As also shown in FIGS. 14A-14C, the transverse lumen 1405 extends from an outer edge of the body 1401 to the lead slot 1402. The transverse lumen 1405 may have a cross-section that is substantially circular. In other embodiments, the body 1401 defines a transverse lumen 1405 with a cross-section in the shape of a triangle, a square, an ovoid, or any other suitable shape. In some embodiments, the transverse lumen 1405 is positioned perpendicular to the longitudinal axis of the lead slot 1402. In other embodiments, the transverse lumen 1405 may be defined so a longitudinal axis of the transverse lumen 1405 engages the lead 1440 within the lead lumen 1402 at a 15, 30, or 45 degree angle or any other suitable angle with respect to the longitudinal axis of the lead slot 1402.
In some embodiments, the transverse lumen 1405 intersects the lead slot 1402 and extends through it so that a cross-shaped void is formed through the body 1401. In at least some embodiments, the transverse lumen 1405 merges with the lead slot 1402 but does not extend through it, so that the cross-section of the body 1401 defines a T-shaped bore. In at least some embodiments, the lead slot 1402 and transverse lumen 1405 intersect with a sleeve or a plate disposed between the two (see, e.g., FIGS. 6 and 7).
As will be appreciated, the transverse lumen 1405 can be configured and arranged to receive a fastener 1420. In embodiments with multiple lead slots 1402, the body 1401 may define more than one transverse lumen 1405 for receiving a plurality of fasteners 1420. Additionally, the transverse lumen 1405 may include a thread, groove, crease, channel, duct, or rib for facilitating or accepting the fastener 1420.
The fastener 1420 may be, for example, a pin, clamp, latch, lug, nail, bolt, dowel, rod, rivet, screw or any combination thereof or any other suitable item for engaging and anchoring the lead 1440. The fastener 1420 may engage or couple to the lead anchor 1400 by any method such as, for example, tightening, screwing or pushing. In some embodiments, the fastener 1420 is a set screw with a thread to be received by the transverse lumen 1405 of the body 1401. The set screw may be tightened through the use of the torque limiting tool 1100 (see e.g., FIG. 11). As the fastener 1420 engages the body 1401 through the transverse lumen 1405, the fastener 1420 is brought closer to the lead slot 1402.

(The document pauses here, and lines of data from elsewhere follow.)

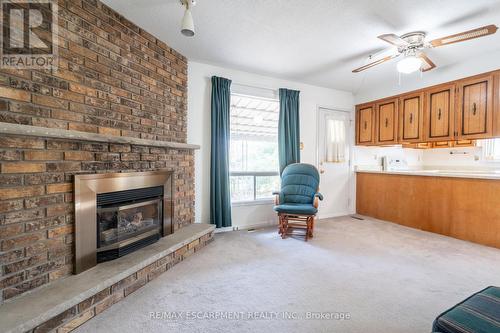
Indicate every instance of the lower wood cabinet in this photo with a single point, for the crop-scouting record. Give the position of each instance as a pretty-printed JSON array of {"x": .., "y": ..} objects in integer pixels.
[{"x": 464, "y": 208}]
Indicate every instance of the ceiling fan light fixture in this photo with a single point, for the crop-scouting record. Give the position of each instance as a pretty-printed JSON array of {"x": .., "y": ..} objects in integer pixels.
[
  {"x": 409, "y": 64},
  {"x": 187, "y": 25}
]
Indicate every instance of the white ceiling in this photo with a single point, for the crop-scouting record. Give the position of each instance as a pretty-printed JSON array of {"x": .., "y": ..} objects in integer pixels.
[{"x": 313, "y": 41}]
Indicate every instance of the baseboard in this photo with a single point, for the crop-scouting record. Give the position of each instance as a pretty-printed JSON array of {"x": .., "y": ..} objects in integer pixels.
[
  {"x": 257, "y": 225},
  {"x": 328, "y": 216}
]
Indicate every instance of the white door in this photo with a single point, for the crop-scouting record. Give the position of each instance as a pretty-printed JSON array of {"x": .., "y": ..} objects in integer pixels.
[{"x": 333, "y": 158}]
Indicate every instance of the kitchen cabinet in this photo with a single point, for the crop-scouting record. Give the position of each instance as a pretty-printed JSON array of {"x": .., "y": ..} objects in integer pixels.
[
  {"x": 440, "y": 113},
  {"x": 464, "y": 208},
  {"x": 387, "y": 122},
  {"x": 411, "y": 127},
  {"x": 365, "y": 125},
  {"x": 452, "y": 114},
  {"x": 496, "y": 104},
  {"x": 475, "y": 107}
]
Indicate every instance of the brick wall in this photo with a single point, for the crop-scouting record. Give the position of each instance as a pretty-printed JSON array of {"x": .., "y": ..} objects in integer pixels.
[{"x": 114, "y": 79}]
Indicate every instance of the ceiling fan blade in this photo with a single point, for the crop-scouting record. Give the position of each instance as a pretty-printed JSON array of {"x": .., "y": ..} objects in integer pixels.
[
  {"x": 466, "y": 35},
  {"x": 427, "y": 63},
  {"x": 393, "y": 39},
  {"x": 378, "y": 62}
]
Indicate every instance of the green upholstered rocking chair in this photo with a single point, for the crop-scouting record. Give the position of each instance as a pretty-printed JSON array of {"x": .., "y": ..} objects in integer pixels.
[{"x": 297, "y": 201}]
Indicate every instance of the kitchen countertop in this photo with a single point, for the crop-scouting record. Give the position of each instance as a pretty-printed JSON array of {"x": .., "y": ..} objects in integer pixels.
[{"x": 478, "y": 174}]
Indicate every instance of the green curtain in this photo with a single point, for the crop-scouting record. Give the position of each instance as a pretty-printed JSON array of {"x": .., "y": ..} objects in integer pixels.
[
  {"x": 289, "y": 128},
  {"x": 220, "y": 198}
]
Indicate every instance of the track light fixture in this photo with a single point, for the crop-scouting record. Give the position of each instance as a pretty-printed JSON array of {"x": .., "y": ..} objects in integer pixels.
[{"x": 187, "y": 26}]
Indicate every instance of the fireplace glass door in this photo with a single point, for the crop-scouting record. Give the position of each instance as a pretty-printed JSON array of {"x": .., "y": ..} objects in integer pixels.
[{"x": 119, "y": 223}]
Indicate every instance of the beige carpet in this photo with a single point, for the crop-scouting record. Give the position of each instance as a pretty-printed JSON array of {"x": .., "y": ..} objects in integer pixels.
[{"x": 385, "y": 277}]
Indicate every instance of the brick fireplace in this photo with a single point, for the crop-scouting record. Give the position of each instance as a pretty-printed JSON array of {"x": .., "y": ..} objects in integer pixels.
[
  {"x": 118, "y": 213},
  {"x": 117, "y": 103}
]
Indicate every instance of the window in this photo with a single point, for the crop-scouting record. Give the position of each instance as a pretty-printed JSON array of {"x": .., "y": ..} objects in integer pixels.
[
  {"x": 491, "y": 149},
  {"x": 335, "y": 140},
  {"x": 253, "y": 155}
]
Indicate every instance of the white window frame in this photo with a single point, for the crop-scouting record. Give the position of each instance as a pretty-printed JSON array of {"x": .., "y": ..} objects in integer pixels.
[{"x": 263, "y": 93}]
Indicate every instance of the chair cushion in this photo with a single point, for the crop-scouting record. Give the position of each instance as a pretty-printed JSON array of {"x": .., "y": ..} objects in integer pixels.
[
  {"x": 296, "y": 209},
  {"x": 477, "y": 314},
  {"x": 299, "y": 183}
]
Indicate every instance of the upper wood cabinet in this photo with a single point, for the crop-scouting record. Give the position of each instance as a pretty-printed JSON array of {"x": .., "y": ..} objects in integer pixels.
[
  {"x": 439, "y": 114},
  {"x": 365, "y": 124},
  {"x": 411, "y": 127},
  {"x": 386, "y": 115},
  {"x": 496, "y": 105},
  {"x": 475, "y": 108},
  {"x": 452, "y": 114}
]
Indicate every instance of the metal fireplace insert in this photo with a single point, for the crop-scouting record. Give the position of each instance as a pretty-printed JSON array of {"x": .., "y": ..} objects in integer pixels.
[{"x": 118, "y": 213}]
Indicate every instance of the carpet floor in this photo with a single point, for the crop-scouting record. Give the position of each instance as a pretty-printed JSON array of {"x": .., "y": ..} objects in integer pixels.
[{"x": 353, "y": 276}]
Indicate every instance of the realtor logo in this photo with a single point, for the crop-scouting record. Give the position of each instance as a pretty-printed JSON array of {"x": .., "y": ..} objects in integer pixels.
[{"x": 29, "y": 34}]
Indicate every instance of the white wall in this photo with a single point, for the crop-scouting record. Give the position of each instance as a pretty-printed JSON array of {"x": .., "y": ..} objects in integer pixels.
[
  {"x": 199, "y": 89},
  {"x": 372, "y": 89}
]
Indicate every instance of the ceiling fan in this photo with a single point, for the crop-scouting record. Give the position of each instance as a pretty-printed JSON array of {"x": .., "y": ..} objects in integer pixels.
[{"x": 411, "y": 46}]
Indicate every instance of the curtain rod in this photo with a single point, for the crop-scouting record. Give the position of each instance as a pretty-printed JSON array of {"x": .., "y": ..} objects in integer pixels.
[{"x": 250, "y": 86}]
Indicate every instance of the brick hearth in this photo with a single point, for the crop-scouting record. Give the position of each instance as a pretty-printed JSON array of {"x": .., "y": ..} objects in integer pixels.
[{"x": 114, "y": 79}]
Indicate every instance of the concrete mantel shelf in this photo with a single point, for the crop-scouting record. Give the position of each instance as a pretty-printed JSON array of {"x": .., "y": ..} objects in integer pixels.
[
  {"x": 33, "y": 308},
  {"x": 55, "y": 133}
]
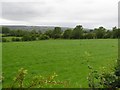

In some embodiments, the fastener 1420 engages the pressure plate 430 (see e.g., FIG. 4A) positioned within the transverse lumen 1405. As the fastener 1420 is tightened, the pressure plate 430 is moved within the body 1401 to obstruct the lead lumen 1402. When the lead 1440 is placed within the lead slot 1402 and the fastener 1420 is tightened, the pressure plate 430 closes down on the lead 1440 to keep the lead 1440 in place. In at least some embodiments, the lead is deformed when the pressure plate 430 is brought into position. In some embodiments, the deformation is slight (e.g., no more than 5% or 10% of the thickness of the lead). In other embodiments, the deformation is more significant (e.g., at least 10% or 25% of the thickness of the lead). The pressure plate 430 may be made of any suitable material, such as, for example, a metal such as titanium, nickel, aluminum, stainless steel, copper, gold, silver, platinum and alloys thereof, or a plastic, rubber or polymer such as polyurethane. In other embodiments (not shown), the fastener 420 directly contacts the lead 1440 to lock it in position within the lead anchor 1400.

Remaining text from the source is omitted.